Streetluge-Fahrer fahren auf dem Rücken liegend. Das Aussehen dieser Luges entsprang den Regeln verschiedener leitender Organisationen.

Gleichbleibende Elemente waren:

  • 2, 3 oder 4 Achsen die durch Gewichtsverlagerung lenken, wie beim Skateboard
  • Das Verbot von mechanischen Bremsen
  • Front und Heck Stoßfänger
  • Längen-, Breiten- und Höhenlimits (je nach Veranstalter)
  • Ein Verbot für Teile, die den Fahrer umschließen oder am Bremsen hindern könnten.

Aktuelle Streetluge-Schlitten werden aus den verschiedensten Materialien hergestellt. Diese sind Stahl, Aluminium, Holz und Carbon.
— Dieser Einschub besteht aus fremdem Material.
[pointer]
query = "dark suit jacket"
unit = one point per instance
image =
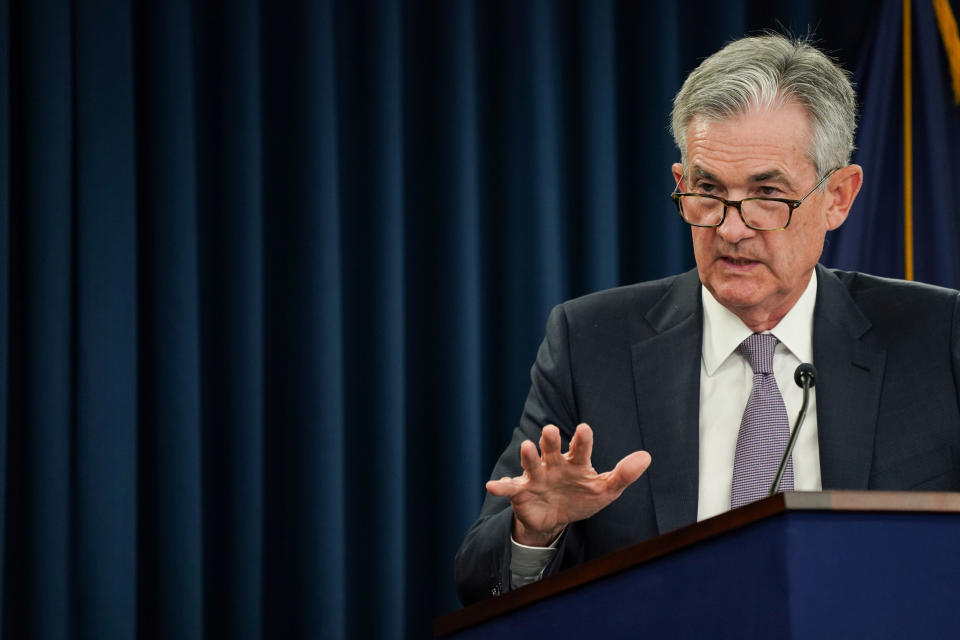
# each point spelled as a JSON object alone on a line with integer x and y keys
{"x": 627, "y": 362}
Der Großteil der auf der Welt fahrenden Schlitten sind selbstgebaut, aber es sind mittlerweile auch kommerzielle Modelle erhältlich. Das Aussehen der Schlitten kann sehr variieren, da die Regeln zum Herstellen eines Schlittens sehr offen gehalten sind.

Fahrer, die an organisierten Rennen Teilnehmen wollen, müssen folgende Sicherheitsausrüstung tragen:

  • Hartschalenhelm mit Kinnschutz und Visier oder Schutzbrille
  • Leder oder Kevlar Anzug
  • Leder oder Kevlar Handschuhe
  • Bremsschuhe

Normalerweise werden solche Rennen auf Berg und Passstraßen abgehalten, aber teilweise auch in Städten. Die Streckenlänge kann zwischen 1 und 5 km betragen und sich in ihrer Art (Anzahl und Radius der Kurven) unterscheiden.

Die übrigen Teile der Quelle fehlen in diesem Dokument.